If you want to use a 50mm lens, go for the Canon EF 50/f1.8 or if you've got really deep pockets you could go for one of the faster ones, but the 1.8 will do fine.

I'd avoid both Panamoz and DigitalRev - nice and cheap yes, but no UK entity if anything goes wrong.

Use CameraPriceBuster, it's updated regularly and you can monitor prices to find which dealer is cheapest.

BTW - careful which mates you take advice from, make sure they actually know what they're talking about first, I'm still laughing about the Helios lens :lol:


----------



## GrantB5 (Nov 6, 2011)

Im not using either of those website I'm gonna buy from a shop anyway.

I never meant its a great lens just for the money it costs the shots are not terrible, my mate used it on his 60d..

I will buy better lenses just not straight away.


----------



## DW58 (Nov 27, 2010)

I think you may have got your priorities back to front - the lens is the most important component and not the camera body. If funds are short you'd be much better buying a lesser body such as a 700D and spending the balance on better glass. A Canon EOS 70D body won't really take better images than a 700D, but a better quality lens will.


----------



## NickTB (Feb 4, 2007)

DW58 said:


> I think you may have got your priorities back to front - the lens is the most important component and not the camera body. If funds are short you'd be much better buying a lesser body such as a 700D and spending the balance on better glass. A Canon EOS 70D body won't really take better images than a 700D, but a better quality lens will.

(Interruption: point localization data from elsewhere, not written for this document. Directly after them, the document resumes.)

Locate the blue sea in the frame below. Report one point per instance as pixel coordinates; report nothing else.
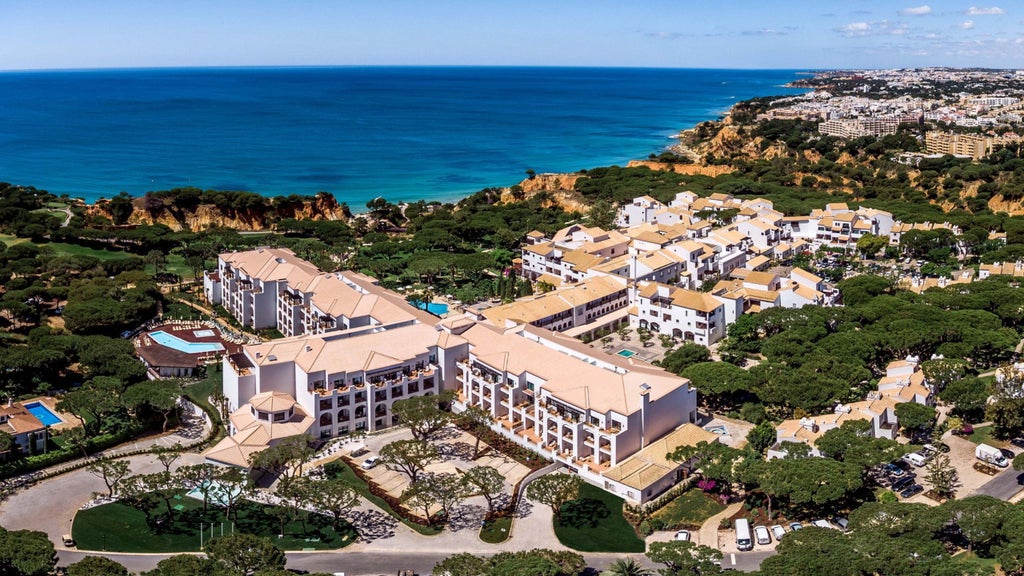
(403, 133)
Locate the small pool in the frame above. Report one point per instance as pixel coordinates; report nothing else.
(217, 493)
(43, 414)
(433, 307)
(172, 341)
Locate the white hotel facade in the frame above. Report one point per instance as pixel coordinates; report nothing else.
(593, 412)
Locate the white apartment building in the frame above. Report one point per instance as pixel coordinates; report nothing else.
(553, 395)
(682, 314)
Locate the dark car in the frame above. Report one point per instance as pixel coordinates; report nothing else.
(901, 484)
(911, 490)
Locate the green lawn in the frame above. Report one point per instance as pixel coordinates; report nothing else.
(594, 523)
(497, 530)
(118, 527)
(201, 391)
(971, 562)
(983, 435)
(689, 509)
(341, 469)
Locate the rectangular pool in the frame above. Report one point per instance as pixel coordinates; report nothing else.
(172, 341)
(43, 414)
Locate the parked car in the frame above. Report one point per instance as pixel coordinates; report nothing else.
(911, 490)
(762, 535)
(901, 484)
(894, 470)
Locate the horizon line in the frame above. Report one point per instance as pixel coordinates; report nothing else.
(407, 66)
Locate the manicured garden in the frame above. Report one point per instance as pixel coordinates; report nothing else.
(147, 528)
(497, 530)
(689, 509)
(341, 469)
(594, 523)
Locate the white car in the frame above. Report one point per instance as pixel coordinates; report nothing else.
(761, 535)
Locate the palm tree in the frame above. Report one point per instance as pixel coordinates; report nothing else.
(628, 567)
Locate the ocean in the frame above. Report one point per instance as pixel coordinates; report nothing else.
(358, 132)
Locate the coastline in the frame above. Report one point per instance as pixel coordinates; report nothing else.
(439, 134)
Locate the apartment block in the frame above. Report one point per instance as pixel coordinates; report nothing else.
(682, 314)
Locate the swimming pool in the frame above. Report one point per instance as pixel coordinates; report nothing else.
(43, 414)
(172, 341)
(433, 307)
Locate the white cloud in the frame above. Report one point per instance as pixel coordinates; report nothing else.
(915, 10)
(978, 11)
(855, 29)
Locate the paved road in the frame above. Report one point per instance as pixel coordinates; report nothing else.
(1003, 486)
(377, 563)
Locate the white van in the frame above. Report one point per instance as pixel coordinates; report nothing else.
(743, 541)
(915, 459)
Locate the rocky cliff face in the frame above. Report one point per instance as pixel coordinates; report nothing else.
(560, 190)
(203, 216)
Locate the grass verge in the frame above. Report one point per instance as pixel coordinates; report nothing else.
(341, 469)
(118, 527)
(497, 531)
(594, 523)
(688, 509)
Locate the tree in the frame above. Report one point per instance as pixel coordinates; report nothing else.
(111, 471)
(409, 456)
(870, 244)
(762, 437)
(685, 356)
(422, 414)
(602, 214)
(442, 490)
(463, 564)
(183, 565)
(942, 476)
(333, 496)
(245, 553)
(555, 490)
(96, 566)
(285, 458)
(476, 419)
(486, 482)
(26, 552)
(685, 558)
(231, 486)
(1006, 409)
(627, 567)
(161, 396)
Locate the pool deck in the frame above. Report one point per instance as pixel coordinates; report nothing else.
(70, 420)
(157, 355)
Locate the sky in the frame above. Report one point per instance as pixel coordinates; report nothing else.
(739, 34)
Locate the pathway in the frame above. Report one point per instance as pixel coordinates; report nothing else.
(709, 530)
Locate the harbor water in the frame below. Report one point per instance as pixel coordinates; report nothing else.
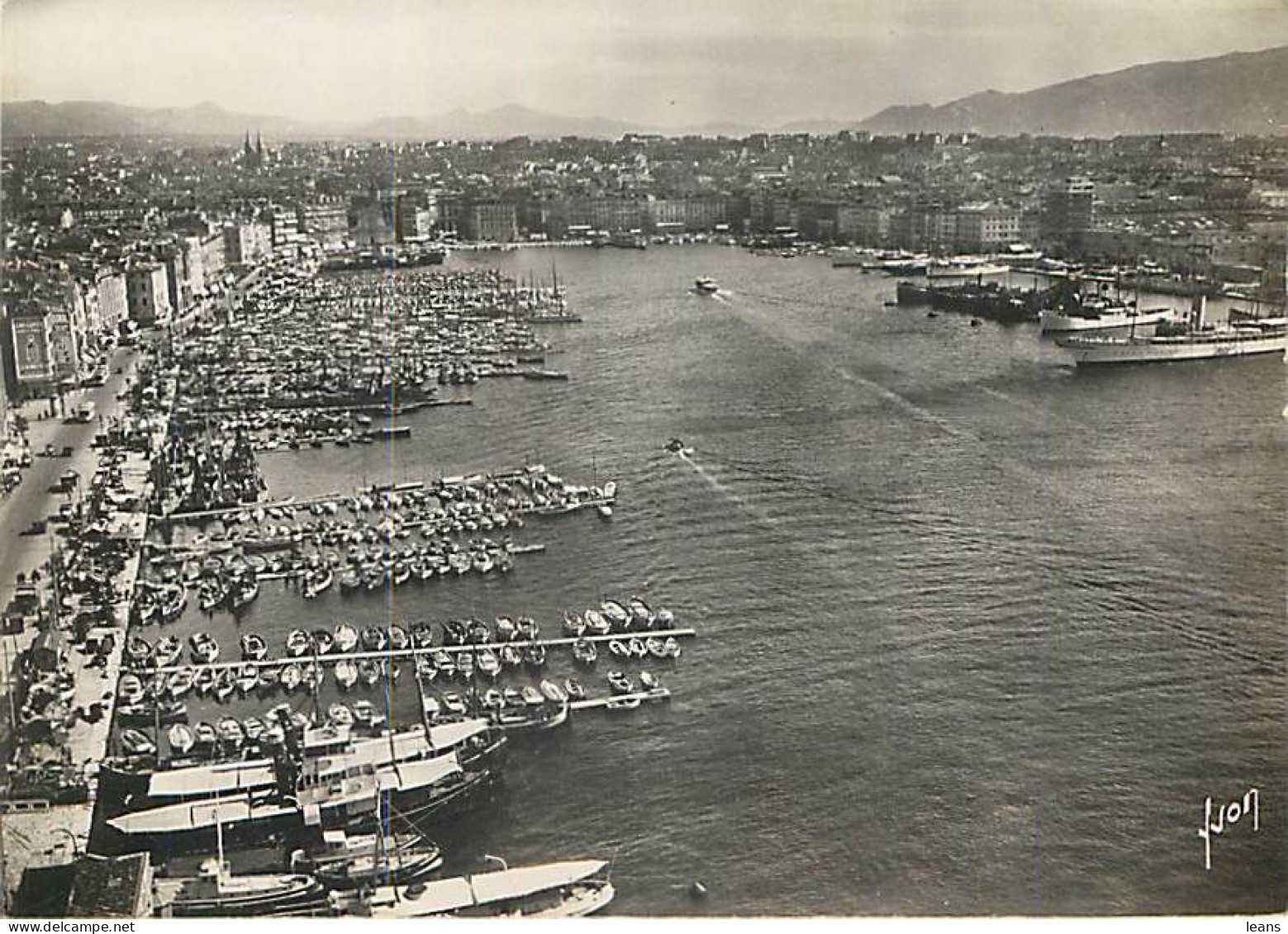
(978, 633)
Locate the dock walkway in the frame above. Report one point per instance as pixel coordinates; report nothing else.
(412, 652)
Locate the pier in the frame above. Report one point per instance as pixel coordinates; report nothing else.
(412, 652)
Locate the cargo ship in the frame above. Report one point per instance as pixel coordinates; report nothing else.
(1194, 340)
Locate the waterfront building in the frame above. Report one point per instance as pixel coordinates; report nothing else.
(986, 225)
(1068, 213)
(112, 304)
(325, 220)
(149, 292)
(492, 222)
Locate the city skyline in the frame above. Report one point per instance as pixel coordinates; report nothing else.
(657, 64)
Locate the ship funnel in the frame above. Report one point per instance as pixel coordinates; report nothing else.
(1198, 312)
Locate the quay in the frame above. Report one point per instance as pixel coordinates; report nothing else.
(411, 652)
(615, 699)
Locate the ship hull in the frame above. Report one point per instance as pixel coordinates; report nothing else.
(1054, 322)
(1167, 349)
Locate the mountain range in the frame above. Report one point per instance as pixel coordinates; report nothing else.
(1235, 93)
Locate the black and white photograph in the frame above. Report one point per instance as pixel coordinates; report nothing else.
(658, 459)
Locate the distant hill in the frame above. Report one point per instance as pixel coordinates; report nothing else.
(1235, 93)
(1244, 92)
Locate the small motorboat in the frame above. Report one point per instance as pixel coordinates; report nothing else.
(465, 665)
(585, 652)
(444, 662)
(615, 614)
(573, 623)
(231, 732)
(181, 738)
(345, 673)
(488, 662)
(138, 651)
(181, 682)
(366, 714)
(454, 702)
(370, 671)
(137, 742)
(227, 685)
(527, 629)
(166, 651)
(640, 612)
(345, 638)
(205, 650)
(205, 680)
(596, 623)
(430, 706)
(204, 736)
(129, 690)
(297, 643)
(254, 648)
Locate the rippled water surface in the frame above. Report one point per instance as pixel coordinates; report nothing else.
(978, 633)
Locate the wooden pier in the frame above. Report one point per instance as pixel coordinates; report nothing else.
(412, 652)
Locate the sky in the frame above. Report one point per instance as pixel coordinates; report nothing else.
(658, 62)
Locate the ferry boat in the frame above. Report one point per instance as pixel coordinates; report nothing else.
(1100, 317)
(567, 889)
(1194, 342)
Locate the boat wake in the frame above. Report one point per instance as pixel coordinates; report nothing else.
(905, 405)
(727, 491)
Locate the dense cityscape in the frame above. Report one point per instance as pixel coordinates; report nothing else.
(359, 499)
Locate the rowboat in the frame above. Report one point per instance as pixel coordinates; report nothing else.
(370, 671)
(345, 638)
(137, 742)
(554, 890)
(181, 738)
(585, 652)
(573, 623)
(345, 673)
(254, 648)
(297, 643)
(488, 664)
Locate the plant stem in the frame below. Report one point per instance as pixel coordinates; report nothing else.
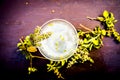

Never better illustrated than when I had my sony A55. The body was good, but when coupled with a 50mm f1.4 it became stunning. I still rue the day I sold it :wall:


----------



## minnnt (Mar 5, 2007)

Sound advice from DW. No modern dslr is really bad. Alot offer better things such as better noise performance but would you really notice it? Really?? The xxd range offers a useful top lcd but is it really that hard to look at the other screen? But if you have the budget then why not?


----------



## GrantB5 (Nov 6, 2011)

I'll be buying better lenses soon but I want a good base first just a lot to fork out at once.

I've already owned a 500d previously.


----------



## minnnt (Mar 5, 2007)

YOU are the base.


----------



## paralla (Dec 7, 2011)

If you are planning on shooting video you are better off going for one of the new Canon 40mm f2.8 pancake lenses instead of the 50mm f1.8. It’s a bit more expensive but still affordable and the STM autofocus is silent so you won't hear the AF motor in video.

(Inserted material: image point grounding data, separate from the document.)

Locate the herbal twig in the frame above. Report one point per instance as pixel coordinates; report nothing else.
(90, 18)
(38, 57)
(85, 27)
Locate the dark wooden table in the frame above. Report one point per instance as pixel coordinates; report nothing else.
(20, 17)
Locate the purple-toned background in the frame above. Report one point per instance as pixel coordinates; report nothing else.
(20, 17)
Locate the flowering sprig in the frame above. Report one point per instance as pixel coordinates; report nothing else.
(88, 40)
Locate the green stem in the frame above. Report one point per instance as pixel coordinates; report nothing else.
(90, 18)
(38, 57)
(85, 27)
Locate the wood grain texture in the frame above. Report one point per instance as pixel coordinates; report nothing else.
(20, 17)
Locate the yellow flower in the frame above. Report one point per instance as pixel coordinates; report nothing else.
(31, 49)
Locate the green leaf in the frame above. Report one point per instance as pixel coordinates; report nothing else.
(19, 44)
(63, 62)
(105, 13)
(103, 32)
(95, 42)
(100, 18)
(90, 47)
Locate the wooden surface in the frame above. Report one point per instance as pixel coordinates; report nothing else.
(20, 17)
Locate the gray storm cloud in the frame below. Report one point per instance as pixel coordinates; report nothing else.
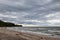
(36, 12)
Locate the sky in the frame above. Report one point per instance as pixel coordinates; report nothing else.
(35, 12)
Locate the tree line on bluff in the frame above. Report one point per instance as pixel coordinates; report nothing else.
(8, 24)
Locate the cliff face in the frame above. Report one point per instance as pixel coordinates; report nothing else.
(8, 24)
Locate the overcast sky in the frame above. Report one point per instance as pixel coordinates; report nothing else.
(36, 12)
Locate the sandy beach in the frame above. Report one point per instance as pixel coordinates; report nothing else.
(14, 35)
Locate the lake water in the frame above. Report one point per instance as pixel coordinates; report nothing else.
(52, 31)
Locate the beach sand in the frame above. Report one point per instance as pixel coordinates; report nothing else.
(14, 35)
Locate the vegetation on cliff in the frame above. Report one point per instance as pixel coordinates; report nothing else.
(8, 24)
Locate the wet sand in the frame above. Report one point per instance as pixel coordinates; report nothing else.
(14, 35)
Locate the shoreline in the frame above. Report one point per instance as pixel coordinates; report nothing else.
(37, 33)
(23, 35)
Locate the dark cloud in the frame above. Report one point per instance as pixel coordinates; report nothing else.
(23, 10)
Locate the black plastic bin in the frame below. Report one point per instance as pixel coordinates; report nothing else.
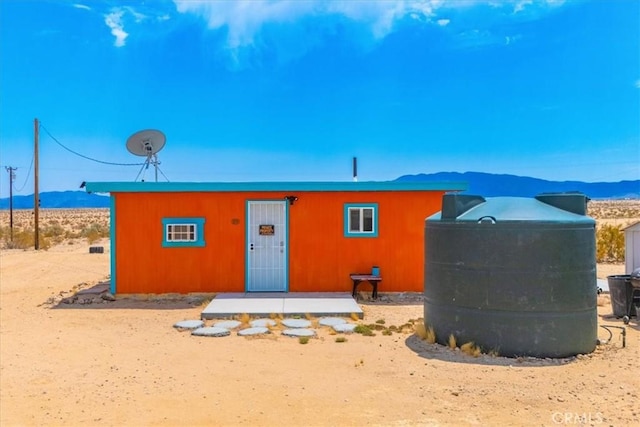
(621, 293)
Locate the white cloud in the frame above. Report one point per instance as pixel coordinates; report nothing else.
(250, 25)
(139, 17)
(244, 20)
(114, 21)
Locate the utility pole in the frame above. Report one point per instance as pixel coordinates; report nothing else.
(36, 195)
(12, 176)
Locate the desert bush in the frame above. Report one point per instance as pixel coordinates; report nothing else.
(94, 232)
(609, 243)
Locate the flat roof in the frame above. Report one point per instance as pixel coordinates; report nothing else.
(163, 187)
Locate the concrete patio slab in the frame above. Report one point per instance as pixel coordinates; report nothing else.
(288, 304)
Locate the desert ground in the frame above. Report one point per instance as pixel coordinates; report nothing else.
(122, 363)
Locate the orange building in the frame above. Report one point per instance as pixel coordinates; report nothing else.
(267, 237)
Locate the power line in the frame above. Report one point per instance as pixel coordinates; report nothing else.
(86, 157)
(26, 179)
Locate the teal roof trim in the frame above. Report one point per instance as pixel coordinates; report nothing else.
(173, 187)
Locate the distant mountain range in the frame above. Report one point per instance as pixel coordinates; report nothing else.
(493, 185)
(59, 199)
(483, 184)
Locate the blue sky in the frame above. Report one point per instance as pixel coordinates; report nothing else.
(293, 90)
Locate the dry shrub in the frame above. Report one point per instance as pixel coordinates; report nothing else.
(471, 349)
(609, 243)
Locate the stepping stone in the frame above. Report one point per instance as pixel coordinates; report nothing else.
(346, 328)
(262, 323)
(296, 323)
(227, 324)
(211, 331)
(299, 332)
(330, 321)
(189, 324)
(258, 330)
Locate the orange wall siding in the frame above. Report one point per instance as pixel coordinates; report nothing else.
(320, 257)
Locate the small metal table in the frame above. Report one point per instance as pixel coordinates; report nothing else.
(359, 278)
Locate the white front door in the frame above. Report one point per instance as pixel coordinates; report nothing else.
(267, 252)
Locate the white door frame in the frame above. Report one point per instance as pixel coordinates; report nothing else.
(267, 255)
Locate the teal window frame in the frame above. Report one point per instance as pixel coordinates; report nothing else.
(198, 241)
(348, 207)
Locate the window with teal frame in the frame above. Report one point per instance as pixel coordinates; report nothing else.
(361, 220)
(182, 232)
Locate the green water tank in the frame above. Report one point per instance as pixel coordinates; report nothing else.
(515, 275)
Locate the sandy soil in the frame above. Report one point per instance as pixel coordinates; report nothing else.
(122, 363)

Avoid adapters. There are plenty of great Canon, or Canon mount lenses available. Adapters suck, the functionality you lose when using one is never worth the compromise.

If you are going to splash out on an L series lens go for a 24-70mm f2.8L rather than a 70-200mm f2.8. The 24-70mm is the wedding photographers "go to" choice. The 70-200mm f2.8 is also a very heavy beast of a thing to carry about.

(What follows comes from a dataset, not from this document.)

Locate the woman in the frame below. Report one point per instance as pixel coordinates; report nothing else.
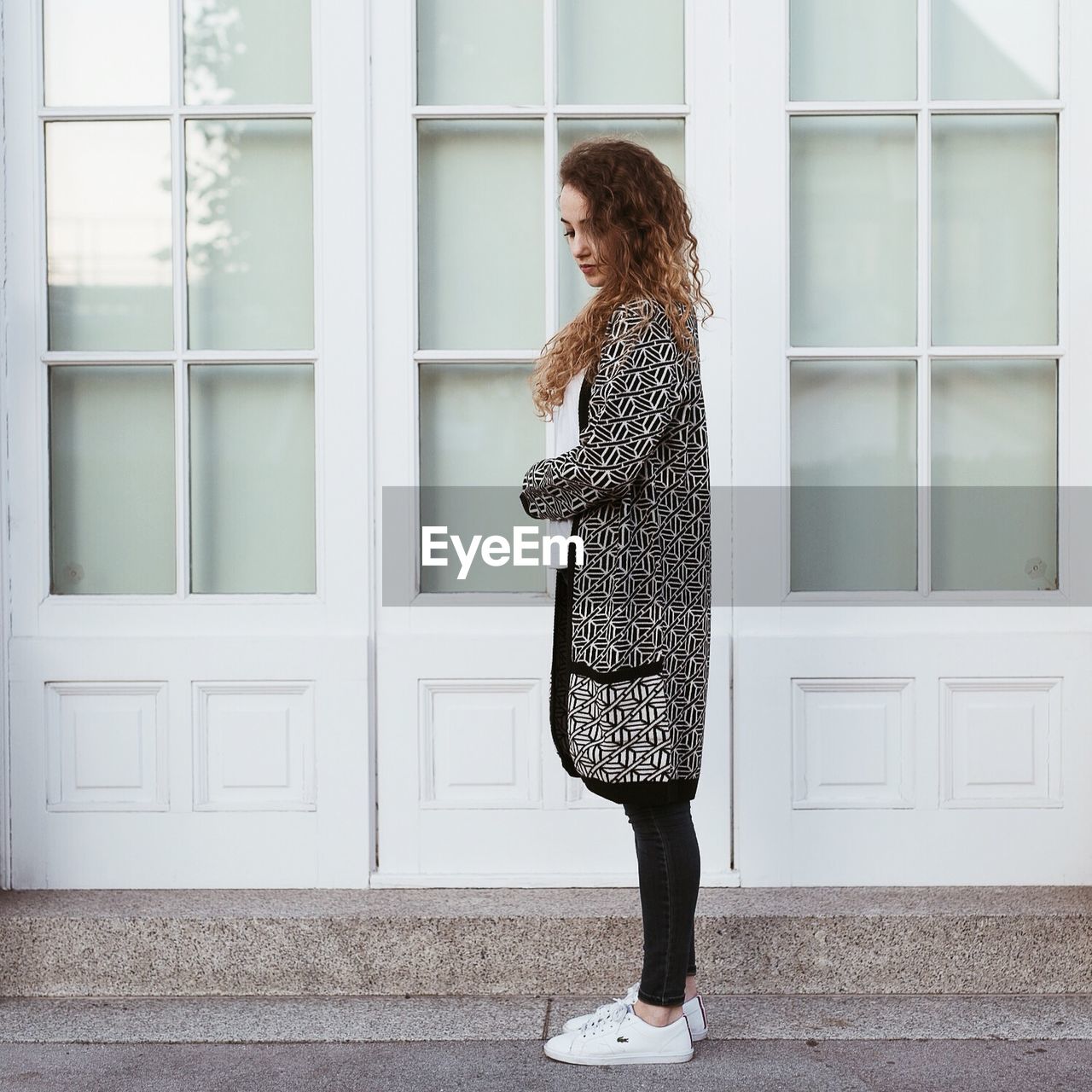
(631, 623)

I have three lenses that cover 90% of my needs. I would still like something a bit wider, maybe Santa will be good to me at Christmas.

Canon 50mm f1.4, great for a shallow depth of field that’s very popular now
Canon 24-70mm f2.8L my everyday lens
Canon 70-200mm f4L for sports or outdoor photography


----------



## GrantB5 (Nov 6, 2011)

Yeah I was considering the 40mm over the 50mm if I get the 70d anyhow the silent focus is going to be needed.

Whats the prices range of the 24-70mm ??


----------



## DW58 (Nov 27, 2010)

Grante36 said:


> Yeah I was considering the 40mm over the 50mm if I get the 70d anyhow the silent focus is going to be needed.
> 
> Whats the prices range of the 24-70mm ??


Use the link provided above.


----------



## paralla (Dec 7, 2011)

Brace yourself.......

http://www.wexphotographic.com/buy-canon-ef-24-70mm-f2-8l-ii-usm-lens/p1529492

That's for the updated II model which had a significant price hike over the earlier model (without the II in the name).

If you can find an older one still in stock somewhere it will be significantly cheaper and just as good. To take advantage of the new models improvements you need a 5D Mk3 or a 1D so the older lens is much better value for you.

The 24-105mm f4L is a smaller, cheaper alternative.
http://www.wexphotographic.com/buy-canon-ef-24-105mm-f4-l-is-usm-lens/p1010308

I strongly recommend getting EF mount lenses rather than the significantly cheaper EF-S ones. EF-S will work fine on a 7D or 70D but if you are considering changing for a full frame sensor body in the future you will also need to replace all the EF-S lenses as well as they don't work on full frame bodies.

I changed from a very old 20D to a 5D MK3 and was very glad I didn't need to buy all new lenses as well as the new body.


----------



## minnnt (Mar 5, 2007)

20d to 5d mk3... lols. Nice upgrade!


----------



## GrantB5 (Nov 6, 2011)

Well I went for the 70d with the 40mm pancake lens for anyone who was interested.


----------



## Derekh929 (Aug 28, 2011)

Grante36 said:


> Well I went for the 70d with the 40mm pancake lens for anyone who was interested.


What sort a deal did you get on it? I have held back till jan the lowest it's been for uk one £834, with two free items ?


----------